O1 Elevated expression level of capillary morphogenesis gene 2 in pancreatic ductal adenocarcinoma cell is associated with distant metastasis and poor prognosis

Abstract

Abstract Introduction Emerging evidence revealed the active role played by capillary morphogenesis gene 2 (CMG2) during the disease progression and metastasis of some cancers. It was shown that CMG2 was increased in pancreatic tumours in our previous research. The current study further validated this finding for the expression of CMG2 in pancreatic cancer and also dissected its clinical implication.

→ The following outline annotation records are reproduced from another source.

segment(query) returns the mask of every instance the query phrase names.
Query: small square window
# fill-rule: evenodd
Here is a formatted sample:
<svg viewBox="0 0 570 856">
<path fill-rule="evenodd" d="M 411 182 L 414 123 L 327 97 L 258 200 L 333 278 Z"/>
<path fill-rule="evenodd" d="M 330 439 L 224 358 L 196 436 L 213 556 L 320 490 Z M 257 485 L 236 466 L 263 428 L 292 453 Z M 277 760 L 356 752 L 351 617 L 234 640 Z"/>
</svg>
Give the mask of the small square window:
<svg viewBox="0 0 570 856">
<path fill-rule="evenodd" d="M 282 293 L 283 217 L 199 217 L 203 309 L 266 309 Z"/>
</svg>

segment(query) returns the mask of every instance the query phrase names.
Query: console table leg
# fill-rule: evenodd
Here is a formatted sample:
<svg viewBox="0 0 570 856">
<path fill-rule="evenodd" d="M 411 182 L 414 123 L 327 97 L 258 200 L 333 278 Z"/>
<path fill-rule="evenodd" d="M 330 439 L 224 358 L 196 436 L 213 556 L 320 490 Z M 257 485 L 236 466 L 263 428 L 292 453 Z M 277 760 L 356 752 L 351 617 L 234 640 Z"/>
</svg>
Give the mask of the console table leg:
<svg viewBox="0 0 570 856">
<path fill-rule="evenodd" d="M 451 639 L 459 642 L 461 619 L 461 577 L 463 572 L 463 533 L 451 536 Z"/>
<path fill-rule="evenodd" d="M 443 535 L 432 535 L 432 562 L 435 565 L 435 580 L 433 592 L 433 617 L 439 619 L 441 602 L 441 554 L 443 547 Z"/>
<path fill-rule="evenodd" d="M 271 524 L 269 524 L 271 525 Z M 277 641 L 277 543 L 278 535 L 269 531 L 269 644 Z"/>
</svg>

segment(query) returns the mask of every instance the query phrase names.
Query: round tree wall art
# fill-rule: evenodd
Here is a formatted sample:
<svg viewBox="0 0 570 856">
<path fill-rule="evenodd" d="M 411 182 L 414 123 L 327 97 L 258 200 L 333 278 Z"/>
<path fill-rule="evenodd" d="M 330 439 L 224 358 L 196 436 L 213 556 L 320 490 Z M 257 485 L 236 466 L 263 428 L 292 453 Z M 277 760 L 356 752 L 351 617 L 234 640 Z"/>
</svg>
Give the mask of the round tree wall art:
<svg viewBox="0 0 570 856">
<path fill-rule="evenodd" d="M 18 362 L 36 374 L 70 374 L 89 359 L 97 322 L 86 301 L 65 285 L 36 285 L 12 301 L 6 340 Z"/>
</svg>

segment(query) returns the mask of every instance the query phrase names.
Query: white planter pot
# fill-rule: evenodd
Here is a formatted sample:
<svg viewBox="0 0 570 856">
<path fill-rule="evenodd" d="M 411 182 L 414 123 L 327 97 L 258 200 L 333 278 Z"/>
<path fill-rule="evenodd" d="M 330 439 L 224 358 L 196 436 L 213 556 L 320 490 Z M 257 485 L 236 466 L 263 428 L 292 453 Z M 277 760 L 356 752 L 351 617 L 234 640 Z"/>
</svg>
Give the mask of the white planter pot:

Method Immunochemical staining of CMG2 was performed on a pancreatic cancer tissue microarray (PA2081, Biomax, n = 104). Clinical relevance of CMG2 was analysed in TCGA pancreatic cancer cohort and gene array data (GSE71729) using ANOVA and Kaplan-Meier analyses. Influence of CMG2 on adhesion to a mesothelial cell monolayer was determined using both Mia-PaCa-2 and PANC-1 cell lines with CMG2 knockdown. Result CMG2 is increased significantly in pancreatic ductal adenomas, P < 0.001 compared with adjacent non-tumour tissues. Higher levels of CMG2 were also revealed in the distant metastases of pancreatic cancer, P < 0.001 compared with both primary tumuors and distant metastasis. Elevated expression CMG2 protein in pancreatic cancers was also observed on the tissue microarray. Patients with higher CMG2 expression tumours had shorter overall survival (median = 15.8 months), P < 0.001 compared with those patients with lower CMG2 expressing tumours (median = 30.4 months). Knockdown of the CMG2 significantly decreased the number of cells which adhere to the mesothelial cells (P < 0.001). Conclusion Elevated CMG2 expression in pancreatic ductal adenocarcinomas is associated with distant metastasis and shorter survival which requires further investigation to shed light on its therapeutic potential. Take-home Message Elevated CMG2 expression in pancreatic ductal adenocarcinomas is associated with distant metastasis and shorter survival.